Legacie lines up 160,000 sq ft Trafford office for resi conversion
Oakland House on Talbot Road is the subject of proposals from the Liverpool-based developer for conversion into 304 apartments.
A company called Legacie North West, headed up by Legacie founder and chief executive John Morley, has applied for permission to make external changes to Oakland House, a 160,000 sq ft office building in Trafford and turn vacant office space into apartments.
Savills is advising on planning and Falconer Chester Hall is the architect attached to the project.
To learn more, search for reference number 117457/PMA/25 on Trafford Council’s planning portal.
The project would be Legacie’s third large residential project in Greater Manchester and first in Trafford. So far, the developer has only been active in Salford having recently completed Embankment Exchange in the Greengate district, another 300-flat project.
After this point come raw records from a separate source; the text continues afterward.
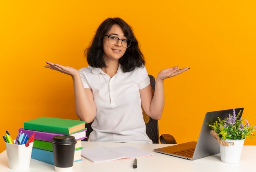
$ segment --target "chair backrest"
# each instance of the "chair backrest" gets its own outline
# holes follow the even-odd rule
[[[155,91],[155,78],[152,75],[148,75],[149,78],[150,79],[150,84],[153,89],[153,90]],[[141,106],[141,109],[142,109],[142,115],[143,115],[143,119],[146,124],[146,133],[149,137],[149,139],[151,139],[153,143],[158,144],[159,143],[158,139],[158,121],[157,120],[153,120],[149,116],[148,116],[144,111],[143,108]],[[90,123],[86,123],[85,124],[85,128],[87,128],[86,131],[86,136],[88,138],[89,138],[89,136],[92,131],[93,131],[92,128],[92,122]],[[87,141],[88,140],[88,139],[84,139],[82,141]]]

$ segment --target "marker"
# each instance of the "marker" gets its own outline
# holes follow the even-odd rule
[[[18,139],[18,140],[19,140],[19,142],[20,142],[20,143],[21,144],[21,142],[22,142],[22,140],[23,139],[24,137],[24,133],[23,133],[21,134],[21,135],[20,135],[20,137],[19,137],[19,139]]]
[[[23,137],[20,144],[25,144],[25,143],[27,142],[27,134],[26,134],[26,135],[25,135],[25,136]]]
[[[10,139],[11,139],[11,141],[12,143],[14,144],[14,142],[13,142],[13,139],[12,139],[12,138],[11,138],[11,135],[10,135],[10,133],[9,133],[9,132],[8,132],[8,131],[7,130],[5,131],[6,132],[6,133],[8,134],[8,135],[9,135],[9,137],[10,137]]]
[[[17,144],[17,141],[18,141],[18,139],[19,138],[19,136],[20,135],[19,133],[18,133],[17,135],[17,137],[16,137],[16,139],[15,140],[15,142],[14,142],[14,144]]]
[[[35,133],[33,133],[33,134],[32,135],[30,138],[29,138],[29,141],[27,142],[27,144],[25,145],[26,147],[27,147],[29,146],[29,143],[31,143],[33,142],[33,141],[34,140],[34,139],[35,139],[34,138],[34,135],[35,135]]]
[[[6,134],[6,140],[7,141],[7,142],[10,143],[11,144],[13,144],[13,143],[11,142],[11,139],[9,137],[9,135],[7,134]]]
[[[4,142],[5,142],[6,143],[7,143],[7,141],[6,141],[6,139],[5,139],[5,137],[4,137],[4,135],[3,135],[3,138],[4,138]]]
[[[137,159],[135,159],[134,160],[134,163],[133,163],[133,168],[137,168]]]
[[[8,132],[8,131],[7,130],[6,131],[5,131],[5,132],[6,132],[6,134],[8,134],[9,135],[10,135],[10,133],[9,133],[9,132]]]

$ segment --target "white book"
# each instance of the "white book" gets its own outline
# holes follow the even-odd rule
[[[92,162],[115,160],[123,158],[136,158],[153,155],[152,153],[130,146],[83,149],[81,155]]]

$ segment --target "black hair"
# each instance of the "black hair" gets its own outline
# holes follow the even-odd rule
[[[84,52],[85,55],[87,57],[88,64],[94,67],[107,67],[103,56],[103,38],[115,24],[119,25],[127,39],[132,41],[130,46],[126,48],[124,55],[119,59],[119,63],[121,65],[122,71],[124,72],[130,72],[134,70],[136,67],[144,66],[144,57],[131,27],[124,20],[119,17],[106,19],[97,29],[90,45]]]

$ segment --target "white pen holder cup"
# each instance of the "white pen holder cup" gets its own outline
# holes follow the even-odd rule
[[[14,170],[27,169],[29,168],[34,142],[28,147],[25,144],[18,145],[5,143],[9,167]]]

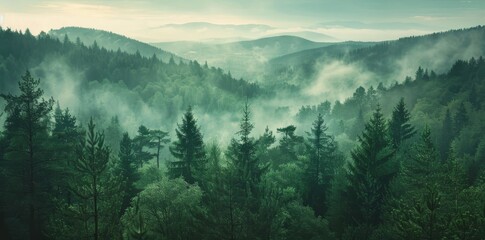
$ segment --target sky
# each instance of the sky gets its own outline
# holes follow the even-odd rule
[[[483,25],[484,16],[485,0],[0,0],[3,28],[38,34],[79,26],[145,42],[298,32],[311,40],[381,41]]]

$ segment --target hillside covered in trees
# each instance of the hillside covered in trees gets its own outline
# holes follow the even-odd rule
[[[1,239],[485,236],[483,57],[292,112],[196,61],[0,41]]]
Merchants Wharf, a 196-apartment project in Ordsall completed last year while Legacie acquired the site of Yu Group Developments’ stalled 140-home West One project on Eccles New Road.
The Oakland House project add another office-to-resi scheme in an area that has become a hotspot for that type of development.
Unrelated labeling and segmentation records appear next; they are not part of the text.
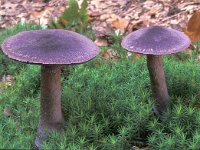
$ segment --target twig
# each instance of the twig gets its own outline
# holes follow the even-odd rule
[[[174,14],[174,15],[172,15],[172,16],[169,16],[169,17],[163,19],[161,22],[165,22],[165,21],[167,21],[167,20],[169,20],[169,19],[172,19],[172,18],[174,18],[174,17],[176,17],[176,16],[178,16],[178,15],[184,13],[184,12],[185,12],[185,11],[181,11],[181,12],[179,12],[179,13],[177,13],[177,14]]]

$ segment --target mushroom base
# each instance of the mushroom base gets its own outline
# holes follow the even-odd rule
[[[61,111],[61,70],[59,66],[43,65],[41,67],[41,97],[38,137],[35,146],[40,149],[53,131],[64,129],[64,118]]]
[[[162,56],[147,55],[147,67],[156,100],[154,113],[161,118],[162,113],[167,111],[169,105],[169,94],[165,81]]]

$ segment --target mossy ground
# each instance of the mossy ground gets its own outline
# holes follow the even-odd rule
[[[6,30],[0,41],[36,28]],[[120,51],[120,40],[115,42],[112,47]],[[40,67],[11,61],[2,53],[0,61],[0,76],[15,77],[15,83],[0,95],[0,149],[33,149],[39,118]],[[105,64],[97,56],[88,63],[64,67],[62,110],[67,130],[53,133],[43,149],[130,150],[138,141],[153,150],[200,149],[200,66],[195,56],[184,61],[165,56],[164,69],[171,105],[164,120],[159,121],[152,113],[145,58],[135,63],[121,58]],[[4,115],[5,108],[11,110],[10,117]]]

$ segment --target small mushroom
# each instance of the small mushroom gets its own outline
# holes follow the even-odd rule
[[[147,67],[156,100],[154,113],[158,117],[162,116],[169,105],[162,55],[183,51],[190,43],[189,38],[182,32],[161,26],[139,29],[127,35],[122,41],[122,47],[126,50],[147,56]]]
[[[11,36],[2,44],[11,59],[41,65],[41,97],[35,146],[51,131],[64,129],[61,111],[61,65],[81,64],[94,58],[98,47],[88,38],[67,30],[34,30]]]

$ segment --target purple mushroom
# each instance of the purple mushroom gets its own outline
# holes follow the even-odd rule
[[[169,105],[169,94],[165,82],[162,55],[177,53],[190,45],[182,32],[161,26],[150,26],[127,35],[122,47],[130,52],[146,54],[152,91],[156,99],[154,113],[161,117]]]
[[[2,44],[11,59],[41,65],[41,106],[36,147],[51,131],[64,129],[61,111],[61,65],[81,64],[94,58],[98,47],[88,38],[67,30],[34,30],[11,36]]]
Other office-to-res conversions in the area include Beech’s Warwick House, CERT’s Atherton House, and Blueoak’s Alexander House.
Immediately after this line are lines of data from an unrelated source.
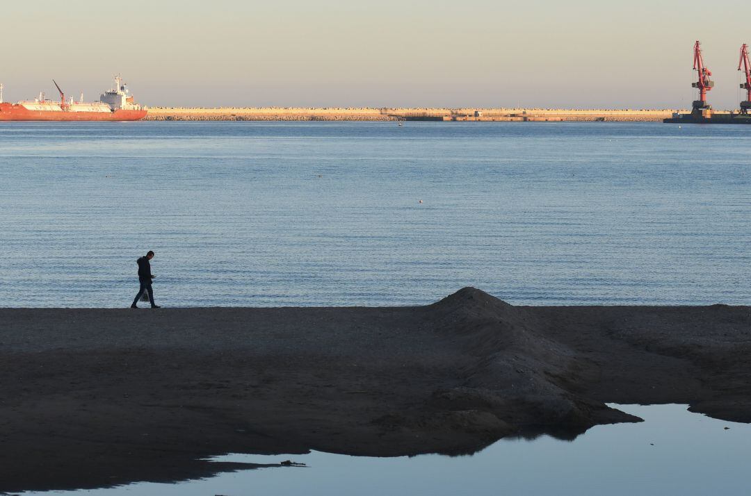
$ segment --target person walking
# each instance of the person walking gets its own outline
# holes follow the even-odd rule
[[[154,302],[154,290],[151,289],[151,280],[155,276],[151,274],[151,263],[149,260],[152,258],[154,258],[154,252],[149,250],[149,253],[146,254],[146,256],[141,257],[136,260],[136,263],[138,264],[138,281],[140,283],[140,289],[138,290],[136,299],[133,300],[133,305],[131,305],[131,308],[138,308],[136,304],[138,302],[138,299],[143,294],[143,291],[149,292],[149,301],[151,302],[152,308],[161,308]]]

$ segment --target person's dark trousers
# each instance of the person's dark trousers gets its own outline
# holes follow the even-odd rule
[[[140,289],[138,290],[138,294],[136,295],[136,299],[133,300],[133,306],[135,306],[138,303],[138,299],[143,294],[143,291],[149,292],[149,301],[151,302],[151,305],[154,306],[154,290],[151,289],[151,281],[145,279],[139,279],[139,281],[141,286]]]

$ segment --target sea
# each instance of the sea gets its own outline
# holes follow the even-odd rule
[[[0,306],[749,305],[751,127],[5,122]]]

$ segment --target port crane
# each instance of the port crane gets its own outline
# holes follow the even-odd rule
[[[694,70],[699,73],[699,80],[692,83],[692,88],[698,88],[699,99],[695,100],[693,109],[696,111],[708,110],[712,107],[707,103],[707,92],[714,87],[714,81],[710,79],[712,71],[704,65],[704,58],[701,56],[701,44],[696,41],[694,45]]]
[[[60,89],[60,86],[55,81],[55,80],[53,80],[52,82],[55,83],[55,86],[57,88],[57,91],[60,92],[60,106],[61,107],[65,107],[65,94],[62,92],[62,89]]]
[[[740,47],[740,59],[738,60],[738,71],[741,70],[746,74],[746,81],[740,83],[740,87],[746,90],[746,100],[740,102],[740,113],[747,114],[751,109],[751,64],[749,63],[749,47],[745,43]]]

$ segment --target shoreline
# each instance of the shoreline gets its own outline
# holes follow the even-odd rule
[[[751,308],[0,309],[0,492],[252,468],[226,452],[472,453],[682,403],[751,422]]]

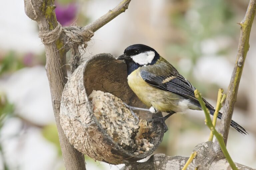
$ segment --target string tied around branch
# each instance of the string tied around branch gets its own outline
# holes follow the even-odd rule
[[[57,26],[51,31],[43,33],[40,31],[39,37],[44,44],[49,44],[57,41],[62,33],[65,33],[66,36],[65,45],[63,47],[71,50],[71,57],[69,64],[73,72],[80,65],[80,50],[85,50],[87,47],[87,42],[91,40],[94,33],[81,27],[62,27],[58,22]]]

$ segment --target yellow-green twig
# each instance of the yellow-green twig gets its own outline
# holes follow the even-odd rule
[[[185,165],[184,165],[184,166],[181,170],[186,170],[187,169],[187,168],[188,167],[188,165],[192,162],[192,161],[193,160],[194,158],[195,158],[195,157],[196,156],[197,153],[195,151],[191,154],[188,160],[188,161],[186,163]]]
[[[222,151],[223,153],[224,154],[226,158],[227,159],[227,160],[229,163],[230,166],[231,167],[233,170],[238,170],[235,164],[235,163],[234,163],[234,161],[231,159],[230,156],[229,155],[229,154],[228,153],[227,150],[227,148],[226,147],[226,145],[224,142],[224,140],[223,139],[223,137],[221,133],[219,133],[215,128],[213,126],[213,125],[212,123],[211,120],[211,117],[210,116],[210,113],[209,113],[209,111],[208,109],[206,108],[205,106],[205,104],[203,100],[203,98],[200,94],[199,91],[197,89],[196,89],[194,92],[195,93],[195,97],[198,99],[200,105],[202,107],[202,109],[204,111],[204,114],[205,116],[205,124],[211,130],[213,133],[213,134],[216,137],[216,138],[219,141],[219,143],[221,149],[221,150]]]
[[[217,120],[218,114],[221,108],[222,107],[222,104],[225,98],[226,95],[223,94],[223,89],[219,89],[218,93],[218,99],[217,99],[217,103],[216,104],[216,108],[215,108],[214,114],[213,115],[213,120],[212,120],[212,124],[214,128],[215,128],[216,126],[216,122]],[[209,141],[212,141],[213,138],[213,133],[212,131],[211,131],[208,140]]]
The building last traded in 2016 for £10m when Regional REIT acquired it as part of a portfolio deal with La Salle Asset Management. Colliers advised Regional REIT on the sale of the building to Legacie.


Funny.. I thought business after business was being sucked up by Manchester and it’s office space was thriving.. but all these offices are being converted to living quarters.. surely new business would be looking for cheap office space especially so conveniently located…. or is it Manchester is the shell game and the hand is faster than the eye….
By Anonymous
Anonymous 5:37 this is not Manchester! This is Trafford. The building is a far cry from what modern office occupier’s demand.
By Anonymous
And there goes the last commercial office around trafford town hall. I did wonder how this survived, it does have a fair few people going in and out still
By Eddy
October 16, 2025 at 12:27 pm
By Anonymous… One minute it’s all Manchester.. next it’s Trafford not Manchester .. not the same .. well.. there’s plenty of offices in Manchester central going the same way and elsewhere.. and modern businesses are quite happy to fit into he space … They can afford.
By Anonymous
Anonymous 17/10 2:44 – This isn’t happening in Manchester as the City Council has an Article 4 Direction that prevents it
By Anonymous
Trafford and Salford are Manchester when we want them to be, not when the news is bad though.
By Anonymous
Oakland house is a far better design than anything that has been built in the last 20 years in Manchester and Salford. A slender elegant building with no checkerboard cladding. Great design.